Today is the yahrzeit of Righteous Chana Schneerson.
Today, the 6th of Tishrei, marks the yahrzeit of Righteous Chana Schneerson, mother of the Lubavitcher Rebbe Menachem Mendel Schneerson, and faithful wife and assistant to Levi Yitzchak Schneerson, Chief Rabbi of Yekaterinoslav-Dnipropetrovsk from 1909 to 1939.
The memory of this woman, who became a symbol of Jewish courage and resistance to the Soviet regime, is revered throughout the world. Hundreds of thousands of Jewish girls, as well as many educational and charitable institutions worldwide, are named in her honor, including the Jewish Women’s International Humanitarian and Pedagogical Institute “Beit Chana” in Dnipro.
Rebbetzin Chana is a symbol of the loyalty and devotion of a Jewish woman, always helping and supporting her husband and family, a role model that inspires Jewish women around the world.
Rebbetzin Chana was born in January 1880 to the family of the Chief Rabbi of Nikolaev, Meir Yanovsky. She received an excellent education and in 1900 married Rabbi Levi Yitzchak Schneerson.

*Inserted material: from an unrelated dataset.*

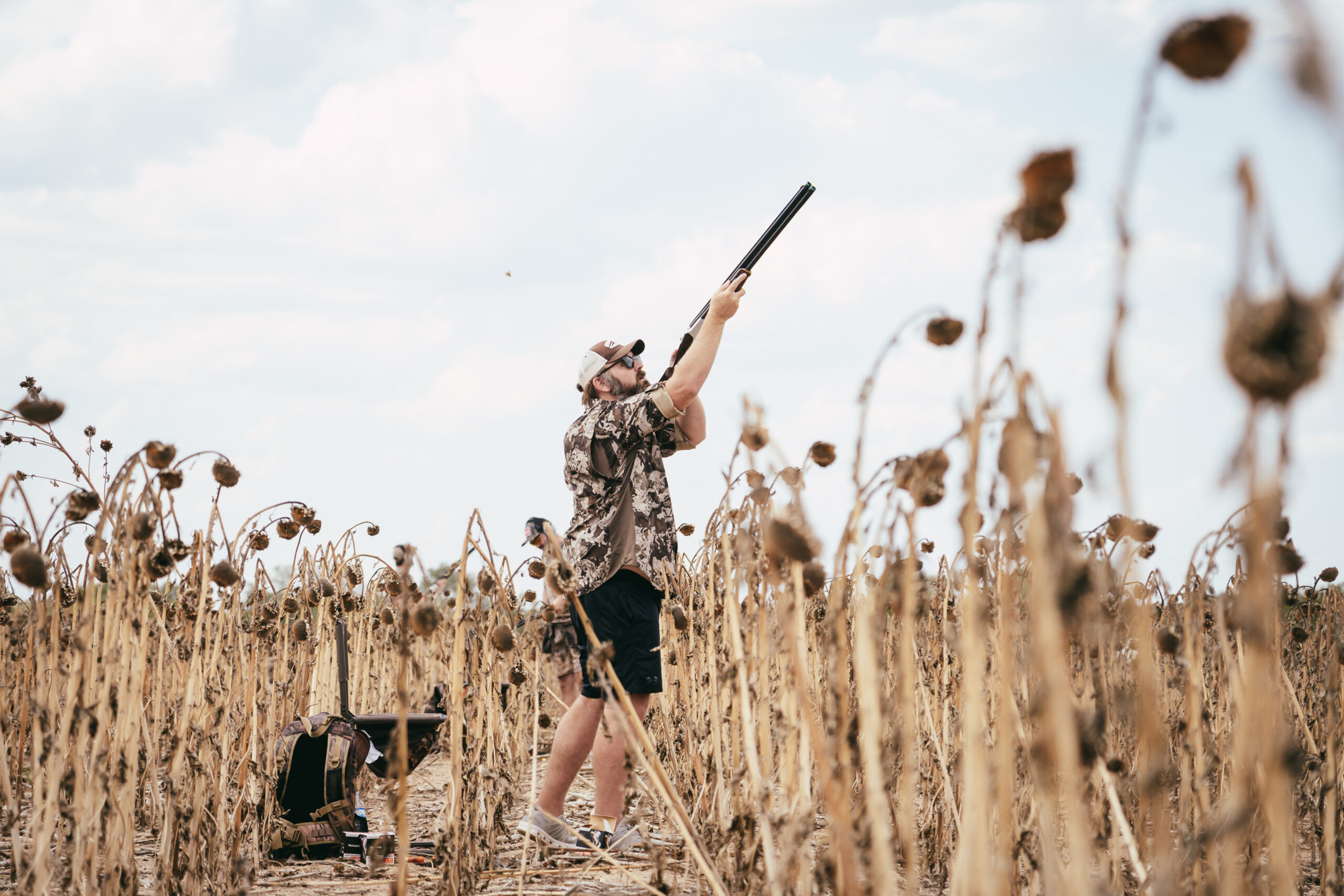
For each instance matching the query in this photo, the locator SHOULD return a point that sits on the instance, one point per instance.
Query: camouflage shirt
(623, 510)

During the thirty years that her husband served as rabbi of the largest city in eastern Ukraine, Rebbetzin Chana supported him in every way and was his reliable partner in his holy work. After the establishment of the brutal communist regime and the forced emigration of Jewish leaders, she and her husband essentially led the spiritual resistance of Jews in the USSR. She followed her husband into exile in the remote regions of Kazakhstan, where, thanks to her efforts, the righteous Levi Yitzchak was able to complete his fundamental works, and her courage became an inspiration to millions of Jews.
In 1946, through incredible efforts, the widowed rebbetzin was rescued from the USSR, and she moved to her son in New York. The rebbetzin lived the last seventeen years of her life in Brooklyn. She passed away on the Shabes of 6 Tishrei, 5725 (1964), and was buried in New York.
The Lubavitcher Rebbe, Menachem Mendel Schneerson, spoke of his mother: “Despite all the difficulties and anxieties of daily life, [my mother] took on an additional responsibility—the responsibility of making possible the publication of the Torah of my father, my teacher and my rabbi, so that many Jews could study his explanations of the inner ideas of the Torah in the light of Chabad Hasidism. And all this in order to bring closer the true and complete redemption of Moshiach, our righteous one, which depends on the dissemination of the sources of the Torah to the outside world!”